第三の神話は、「世の中そういうもの」です。この神話はもっとも致命的です。はじめの二つの神話を疑わずに受けいれるよう働きます。こうしてわたしたちは、「まだ足りない」「多いほどよい」そして「世の中そういうもの」と語りかける世界に住まわされるのです。これはわたしたちが生きていくうえで、とてつもない制約になっています。すなわち不足という制約ですね。ここから抜け出る道はほとんどありません。わたしたちが呼吸する空気、あるいは、泳ぎまわる水のようなものです。わたしたちはこの制約に、より大きな支配権を与え、より大きな意味を与えつづけています。そうすればするほど、わたしたちは苦しむことになります。ひとびとはつぎつぎと不必要なモノに溺れ、中毒症状を深めていきます。ひとびとは消費文化のなかでますます正気を失い、(責任ある主体である)市民であることを止めるのです。わたしたちは、いまや単なる消費者でしかありません。

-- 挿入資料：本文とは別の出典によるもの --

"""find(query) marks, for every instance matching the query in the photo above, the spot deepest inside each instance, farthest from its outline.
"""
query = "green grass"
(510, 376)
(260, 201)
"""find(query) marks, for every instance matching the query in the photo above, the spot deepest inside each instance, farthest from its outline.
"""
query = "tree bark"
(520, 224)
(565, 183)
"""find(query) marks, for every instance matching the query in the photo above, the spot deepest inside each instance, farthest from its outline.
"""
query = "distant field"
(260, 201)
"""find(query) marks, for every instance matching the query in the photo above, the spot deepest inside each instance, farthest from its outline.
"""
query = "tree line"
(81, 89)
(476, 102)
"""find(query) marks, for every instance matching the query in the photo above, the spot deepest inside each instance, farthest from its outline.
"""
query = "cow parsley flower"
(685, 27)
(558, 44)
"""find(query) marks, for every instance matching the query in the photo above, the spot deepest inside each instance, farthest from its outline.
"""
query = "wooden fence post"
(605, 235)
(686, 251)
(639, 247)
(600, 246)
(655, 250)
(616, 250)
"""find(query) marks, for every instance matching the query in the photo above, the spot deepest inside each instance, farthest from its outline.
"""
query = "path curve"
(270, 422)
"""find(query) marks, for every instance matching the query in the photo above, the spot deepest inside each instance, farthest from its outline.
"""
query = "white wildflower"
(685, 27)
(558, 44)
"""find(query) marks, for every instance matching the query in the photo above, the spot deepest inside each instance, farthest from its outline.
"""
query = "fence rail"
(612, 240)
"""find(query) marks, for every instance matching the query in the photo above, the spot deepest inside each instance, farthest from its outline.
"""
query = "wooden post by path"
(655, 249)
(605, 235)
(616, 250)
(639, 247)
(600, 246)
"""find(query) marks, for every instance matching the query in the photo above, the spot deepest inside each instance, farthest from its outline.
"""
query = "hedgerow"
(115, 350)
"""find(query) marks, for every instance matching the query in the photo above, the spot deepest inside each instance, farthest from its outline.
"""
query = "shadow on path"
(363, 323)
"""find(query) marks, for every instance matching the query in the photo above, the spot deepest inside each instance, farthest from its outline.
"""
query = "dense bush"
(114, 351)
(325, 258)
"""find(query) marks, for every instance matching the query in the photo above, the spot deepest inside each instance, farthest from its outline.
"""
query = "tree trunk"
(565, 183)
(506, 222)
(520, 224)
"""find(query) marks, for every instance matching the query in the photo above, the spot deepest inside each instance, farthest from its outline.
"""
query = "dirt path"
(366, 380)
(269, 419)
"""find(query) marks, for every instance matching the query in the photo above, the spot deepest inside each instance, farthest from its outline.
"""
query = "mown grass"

「もっともっと」と打ち鳴らされる太鼓の音にあわせて行進しているのです。こうして、さらなる負債、さらなる赤字へと、一歩一歩あゆみを進めて行くのです。世界中のひとびとが借金にむかっています。国家がかかえる負債、地方自治体がかかえる負債、学校制度がかかえる負債。わたしたちは「欠乏の現実」を生きています。そして、どういうわけかこの現実を受けいれ、まったく正当なものとしてきたのです。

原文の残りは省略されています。